2026年最荒诞的AI场景之一正在Meta内部上演:一群正在自研AI编码助手的工程师,被勒令停止使用市面上最好用的两个AI编码工具——Anthropic的Claude Code和OpenAI的Codex。理由是,他们用得太多,可能会“不小心”把这些竞品的能力蒸馏进Meta自己的AI模型里。
这不是黑色幽默。6月29日,The Information获取的内部文件显示,Meta已对Applied AI部门的工程师下达明确指令:限制使用Anthropic的Claude Code和OpenAI的Codex,部分涉及这些模型的工作被直接叫停。一份内部备忘录的措辞严厉到令人侧目——竞品AI输出的内容如果混入Meta的训练数据,将引发“与合作方的严重升级”(serious escalations with partner companies)。
一个以“开源AI”为招牌的公司,正在关上一扇它自己最不想被敲开的门。
当“开放”遇到“护城河”
2026年6月下旬,The Information独家披露了Meta内部的一份文件。文件显示,Meta已对其Applied AI部门的工程师实施了一套新规:限制使用Anthropic的Claude Code和OpenAI的Codex这两款AI编码辅助工具。

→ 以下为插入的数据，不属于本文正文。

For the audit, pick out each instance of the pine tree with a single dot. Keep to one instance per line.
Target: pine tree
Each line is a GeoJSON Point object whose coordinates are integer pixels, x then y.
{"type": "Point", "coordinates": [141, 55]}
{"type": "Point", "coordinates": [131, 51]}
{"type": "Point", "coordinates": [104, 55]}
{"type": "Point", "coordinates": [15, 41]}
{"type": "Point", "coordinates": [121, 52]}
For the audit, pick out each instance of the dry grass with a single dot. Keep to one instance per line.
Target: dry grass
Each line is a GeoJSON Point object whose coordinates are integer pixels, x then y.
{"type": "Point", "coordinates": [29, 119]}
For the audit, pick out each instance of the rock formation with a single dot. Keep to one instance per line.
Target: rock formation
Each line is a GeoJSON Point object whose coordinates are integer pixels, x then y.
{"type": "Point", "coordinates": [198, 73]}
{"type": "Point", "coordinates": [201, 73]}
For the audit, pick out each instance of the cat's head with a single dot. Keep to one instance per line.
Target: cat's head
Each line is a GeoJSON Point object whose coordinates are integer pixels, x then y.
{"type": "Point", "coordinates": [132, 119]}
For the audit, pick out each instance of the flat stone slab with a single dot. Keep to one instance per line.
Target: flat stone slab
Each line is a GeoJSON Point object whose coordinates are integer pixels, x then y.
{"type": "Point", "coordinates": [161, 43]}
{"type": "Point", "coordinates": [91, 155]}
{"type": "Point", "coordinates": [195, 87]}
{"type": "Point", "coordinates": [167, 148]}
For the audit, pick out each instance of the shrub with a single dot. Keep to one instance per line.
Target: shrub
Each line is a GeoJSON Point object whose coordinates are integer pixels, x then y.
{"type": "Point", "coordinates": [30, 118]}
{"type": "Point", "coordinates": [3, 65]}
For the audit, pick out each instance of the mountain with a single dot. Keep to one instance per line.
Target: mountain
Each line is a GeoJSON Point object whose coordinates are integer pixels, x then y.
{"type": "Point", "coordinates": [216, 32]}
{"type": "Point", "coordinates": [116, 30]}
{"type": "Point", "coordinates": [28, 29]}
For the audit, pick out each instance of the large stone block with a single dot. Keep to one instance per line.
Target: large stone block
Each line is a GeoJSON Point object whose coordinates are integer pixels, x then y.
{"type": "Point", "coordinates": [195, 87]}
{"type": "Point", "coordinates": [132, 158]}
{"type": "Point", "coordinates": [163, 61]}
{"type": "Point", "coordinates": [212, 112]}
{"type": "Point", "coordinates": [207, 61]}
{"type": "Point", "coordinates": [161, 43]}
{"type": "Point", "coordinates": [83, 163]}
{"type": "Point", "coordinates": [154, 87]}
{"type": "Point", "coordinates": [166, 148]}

这不是普通的企业软件管理政策。根据报道,Meta甚至临时暂停了部分依赖这些模型的工作任务。背后的核心担忧只有一个词:蒸馏(Distillation)。
模型蒸馏,简单说就是利用一个强大模型的输出去训练另一个模型。如果Meta的工程师在编写AI训练代码时大量使用Claude Code或Codex,这些工具生成的代码片段、调试建议和架构方案,就有可能被无意中收录进Meta自身的AI训练素材库。这在技术上是完全可行的——当工程师用Claude Code调试一条训练脚本,代码块会经过Anthropic的服务器,反过来,Claude生成的回答也保留在Meta的本地环境中。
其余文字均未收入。